The Aten was symbolized by a figure of the sun with rays reaching out in all directions.  At the end of each ray is an open hand reaching out in loving kindness, as if to touch with life, and to give and to receive gifts.  “Thou art remote yet thy rays are upon the earth,” writes Akhenaten.  “Thou are in the sight of men, yet thy ways are not known.”  The Aten can also be very near, at least to his spokesperson.  “Thou art in my heart.”

It was a breathtaking vision and it shook Egypt from its moorings.  The other gods, he proclaimed, were not gods but idols.  Upon his orders, their images were destroyed.  In their place was put the austere hieroglyph for the Aten, increasingly understood not as the sun or even the sun-god, but as a distant and unrecognizable divinity.

This was gross impiety to most Egyptians, an insult to the gods.  Akhenaten’s “monotheistic zeal offended their reverence for the phenomena [through which the gods made themselves present] and the tolerant wisdom with which they had done justice to the many-sidedness of reality,” explains Henri Frankfort.

The result was perhaps predictable.  Upon the pharaoh’s death, priests and people alike turned against this strange and remote monotheism.  The old statues, temples, and forms of worship were restored.  Ahkenaten’s vision was a stunning venture in spiritual understanding but, in the end, came to nothing.

“Lord, what is the meaning of Akhenaten?”

Akhenaten was an extraordinary recipient of My inspiration (and of My) presence.  He was, as all are, bound by his culture and the symbols he had available.  But he got the main message—that, in a sense, I am One, that I am not to be equated with the sun or any other natural phenomena, that other gods are lesser or “mere” manifestations of Me or, in a sense, non-existent compared to Me.  The problem he ran into is that he was alone in his receptivity.  Others were not prepared, were not open.  The most spiritual Egyptians of his era were attuned to the old religion and could not jump the traces.  It would have seemed impious to them.

“What was the difference between them and the people of Israel?”

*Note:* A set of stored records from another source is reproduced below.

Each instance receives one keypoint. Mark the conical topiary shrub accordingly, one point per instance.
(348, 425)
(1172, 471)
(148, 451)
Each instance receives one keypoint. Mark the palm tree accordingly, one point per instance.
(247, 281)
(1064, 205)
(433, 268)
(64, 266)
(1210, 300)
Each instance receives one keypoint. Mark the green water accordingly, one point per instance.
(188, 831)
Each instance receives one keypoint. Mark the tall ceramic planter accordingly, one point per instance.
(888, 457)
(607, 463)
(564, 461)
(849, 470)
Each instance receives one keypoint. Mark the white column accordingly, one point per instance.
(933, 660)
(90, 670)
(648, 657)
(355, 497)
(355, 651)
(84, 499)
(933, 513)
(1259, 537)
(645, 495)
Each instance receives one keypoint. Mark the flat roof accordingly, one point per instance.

The people of Israel were a people.  They—the mass of them—had an intuitive understanding of a Covenant.  Remember that the mass of ancient Jews were not faithful, or (they were) faithful only periodically.  But they all lived under the Covenant and understood that they so lived.  Akhenaten tried to impose a spiritual vision from above, through imperial authority and example.  Even his wife did not understand the vision; she followed it out of her great love for her husband.